The Martin Luther Chatbot

The Martin Luther Chatbot March 27, 2024

Around this time last year, a 20-year-old Muslim student in India named Raihan Khan loaded the Quran into an AI chatbot program.  The result was QuranGPT, which has since attracted hundreds of thousands of users seeking guidance from Islam’s holy book.  This has inspired a host of other so-called “Godbots” that purport to give religious guidance based on Artificial Intelligence.

So reports Webb Wright in the Scientific American, no less, in his article God Chatbots Offer Spiritual Insights on Demand. What Could Go Wrong?

He writes about the religious use of Artificial Intelligence technology, including how it greatly facilitates Bible translation.  As for the Godbots, he gives the perspective both of their programmers and their critics, both theological and technical:

Chatbots trained on religious texts “are going to carry some of the same defects that all large language models have at the moment, the biggest of which is hallucinations,” says Noreen Herzfeld, a professor of theology and computer science at Saint John’s University in Minnesota. “They’re going to make stuff up. And if people then believe that what these models are spouting is actually in the Quran or in the New Testament, they could be severely misled.”. . .

“A chatbot is just a correlation machine,” says Beth Singler, an anthropologist specializing in AI and an assistant professor of digital religions at the University of Zurich. “It takes the corpus [of text], remixes the words and puts them next to each other in terms of their probability of what word follows the next…. That’s not the same as understanding and explaining a doctrine.”

Muslims have Quranbot, Buddhists have Buddhabot, Hindus have GitaGPT, and Christians have Bible.Ai, Apostle Paul AI,  and a host of Jesus chatbots.  And yes, there is a Godbot in which you can chat with Martin Luther.

So I had to try it out.  Having just read Sasse’s This Is My Body–which I’ll blog about tomorrow on Maundy Thursday–I asked this cyber-Luther “how is the body and blood of christ present in holy communion?”

The body and blood of Christ are truly and substantially present in the bread and wine of Holy Communion. This is not mere symbolism or a spiritual presence, but a miraculous reality that occurs through the power of Christ Himself during the consecration of the elements by the priest. When we partake of the sacrament, we are partaking of the true body and blood of Christ, which brings us closer to Him and nourishes our souls. This is a mystery of the faith that we must accept with humility and reverence.

Not bad, though it says nothing about the connection of the sacrament to the Word, the Gospel, or the forgiveness of sins, though I suppose my question just focused on Christ’s presence.  So I asked, “What happens in holy communion?”

In Holy Communion, we believe that the true body and blood of our Lord Jesus Christ is present in, with, and under the elements of bread and wine. This is not a physical or material presence, but a spiritual and sacramental presence that is received by faith. When we partake of the bread and wine in the Lord’s Supper, we are communing with Christ himself, receiving his grace, forgiveness, and the strengthening of our faith. It is a sacred and holy meal in which we are united with Christ and with one another as members of his body, the Church. Through this simple act of eating and drinking, we are reminded of Christ’s sacrifice for us on the cross and the eternal life he has won for us through his death and resurrection. Holy Communion is a gift from God, a means of grace, and a source of comfort and assurance for all who partake in faith.

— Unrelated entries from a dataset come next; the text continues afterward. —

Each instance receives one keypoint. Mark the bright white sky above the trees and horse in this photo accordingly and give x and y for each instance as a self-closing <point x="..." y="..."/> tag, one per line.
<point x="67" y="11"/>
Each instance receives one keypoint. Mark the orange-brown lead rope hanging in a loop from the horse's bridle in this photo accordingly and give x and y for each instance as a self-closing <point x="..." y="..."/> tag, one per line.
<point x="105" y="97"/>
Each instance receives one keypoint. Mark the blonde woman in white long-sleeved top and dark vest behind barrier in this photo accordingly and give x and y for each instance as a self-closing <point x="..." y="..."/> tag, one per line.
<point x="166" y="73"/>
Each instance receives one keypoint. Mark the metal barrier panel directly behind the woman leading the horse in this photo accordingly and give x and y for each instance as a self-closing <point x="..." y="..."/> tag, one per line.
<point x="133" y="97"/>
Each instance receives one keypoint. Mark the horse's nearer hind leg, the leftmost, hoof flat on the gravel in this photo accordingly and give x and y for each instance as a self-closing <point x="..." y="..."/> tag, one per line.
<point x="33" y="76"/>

Better.  The chatbot avoids the common mistake of saying “consubstantiation,” which non-Lutherans insist on using, even though the Lutheran confessions reject it.  I then asked, “Why wouldn’t you compromise with Zwingli at Marburg?”

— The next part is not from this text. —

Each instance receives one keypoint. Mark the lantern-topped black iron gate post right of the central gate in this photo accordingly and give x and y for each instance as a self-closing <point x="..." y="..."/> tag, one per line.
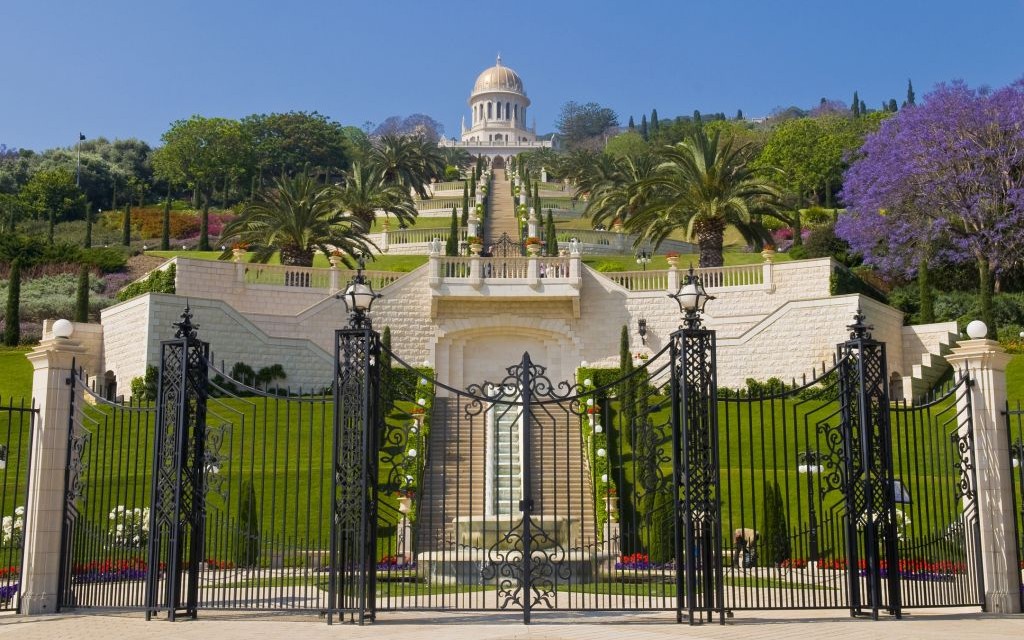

I, Martin Luther, could not compromise with Zwingli at the Marburg Colloquy because our theological differences on the doctrine of the Lord’s Supper were too significant. Zwingli held to a symbolic or memorial view of the Eucharist, believing that the bread and wine were only symbols, while I maintained a belief in the real presence of Christ in the sacrament. The issue of Christ’s presence in the Lord’s Supper was a crucial point of disagreement between us, and I could not compromise my convictions on this essential doctrine. I believed that the true body and blood of Christ were truly present in, with, and under the elements of bread and wine, and I could not waver on this central aspect of the faith. For me, the doctrine of the real presence in the Lord’s Supper was a matter of great importance and significance, and I could not compromise on it for the sake of unity.

That sounds like Luther all right!  These are admittedly softball questions.  You try it.  See if you can trip it up.

 

Illustration:  Given the topic, I could not resist generating an AI image.  This is via DeepAI, which hosts the Luther chatbot, to the prompt “Martin Luther Using a Cell Phone,” using the “Surreal” style.